Le jeune adolescent suivit Chemin, jetant quelques regards amusés aux garçons avec qui il discutait. Chemin marcha devant lui, poussa des portes, traversa des couloirs, et ouvrit la porte d’une classe. Comme par réflexe, Ryan prit place sur une chaise au premier rang tandis que Chemin resta debout.
— Je ne sais pas comment te dire cela mais tu ne quitteras pas ce lycée aujourd’hui tant que Royer n’aura pas annulé ton exclusion. Écoute-moi, je trouve ce qui s’est passé pour toi injuste. Ton exclusion est inacceptable. Et je vais tout faire pour la faire sauter.
Ryan regarda son professeur, un sourire aux lèvres, le même qu’il avait toujours. Le même sourire qu’il avait peut-être affiché lors de son conseil de discipline. Chemin avait un collègue qui avait le même comportement. Toujours souriant. Cela agaçait parfois Chemin, d’autant qu’il ne le trouvait pas très fin dans ses remarques lors des conseils de classe. Peut-on en vouloir à quelqu’un qui sourit ? Tout dépend des circonstances. Ryan souriait tout le temps, cela faisait partie de son caractère. Mais j’imagine que devant Royer, cela n’avait pas joué en sa faveur.
— Vous savez, cela n’a pas d’importance pour moi, Monsieur. Ils m’ont viré, je m’y attendais. Je vais faire autre chose. Ne vous en faites pas pour moi.
— C’est là que quelque chose d’anormal s’est produit. Un élève ne devrait jamais s’attendre à être viré, tu ne crois pas ? En tout cas, je ne suis pas d’accord avec cette décision. Et ta maman, comment elle a réagi ? Elle était à ton conseil hier soir ?
Ryan plongea les yeux vers la surface de la table. Le visage de sa mère lui revint à l’esprit, comme si elle était là, dans la pièce. Elle est assise sur le canapé, un mobilier au tissu sale et fatigué par les années. Lorsque Ryan rentre du lycée, à une heure proche de l’heure du repas, elle est avachie sur ce canapé misérable.
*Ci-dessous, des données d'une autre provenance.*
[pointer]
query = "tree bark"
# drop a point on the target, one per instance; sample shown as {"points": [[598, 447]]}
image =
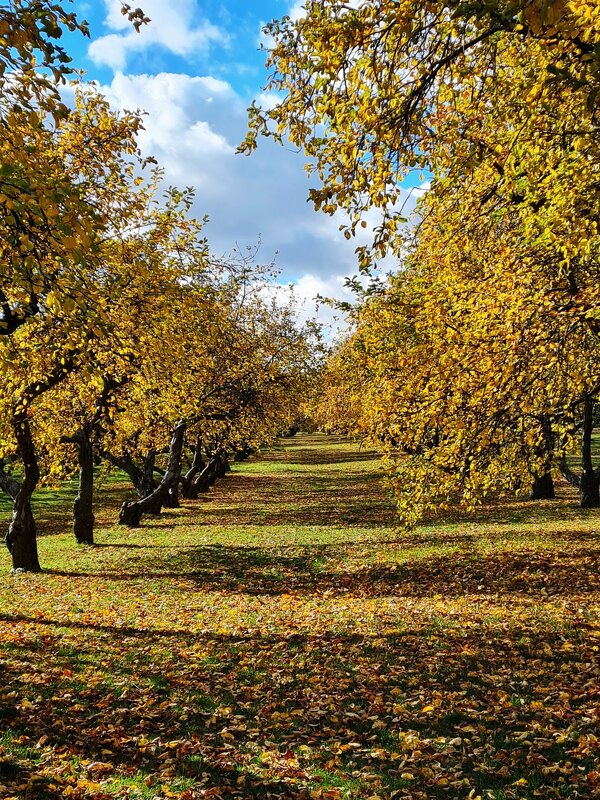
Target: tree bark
{"points": [[132, 513], [589, 483], [21, 539], [83, 515], [197, 466]]}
Il s’est habitué à sa voix cassée, à ces mots qui sortent déformés de sa bouche, à ses phrases incomplètes. Une bouteille de vin aux trois quarts vide devant elle. Elle ne serait jamais venue au conseil. D’ailleurs elle ne sort plus beaucoup, sauf pour aller faire des courses dans la supérette en bas de l’immeuble. Elle ne répond plus au téléphone et surtout pas quand c’est le lycée qui appelle. La mère de Ryan est devenue au fils des années une épave, comment pourrait-il vivre sa vie autrement que dehors, dans la rue, avec des potes, jusqu’à tard le soir ? Fuir cet appartement qui sent la moisissure et les odeurs de transpiration, c’est une question de survie pour Ryan. Il ne l’a pas encore formulé ainsi mais ça viendra plus tard, quand il retournera son passé dans sa tête. Avec le temps, on finit souvent par réécrire son histoire, occultant un épisode, en exagérant un autre. Mais peu à peu se dessine un récit plein de sens.
— Non, ma mère n’est pas venue. De toute manière elle n’aurait pas su quoi dire.
— J’ai une solution pour toi. Mais tu dois me faire confiance. Je sais bien que la vie n’est pas rose pour toi, surtout à la maison. Mais tu vas faire ce que je te dis et tu seras sauvé. Tu continueras les études et tu trouveras une meilleure vie.
— Mais vous allez faire quoi ? De toute façon, c’est mort !
— C’est exactement le mot qui convient. Je savais que tu étais très intelligent.
Lentement, Jean-Louis sortit le pistolet qu’il avait dissimulé au fond de son cartable. À la vue de l’engin, Ryan sembla plonger dans l’admiration avant de regarder son professeur avec une certaine inquiétude.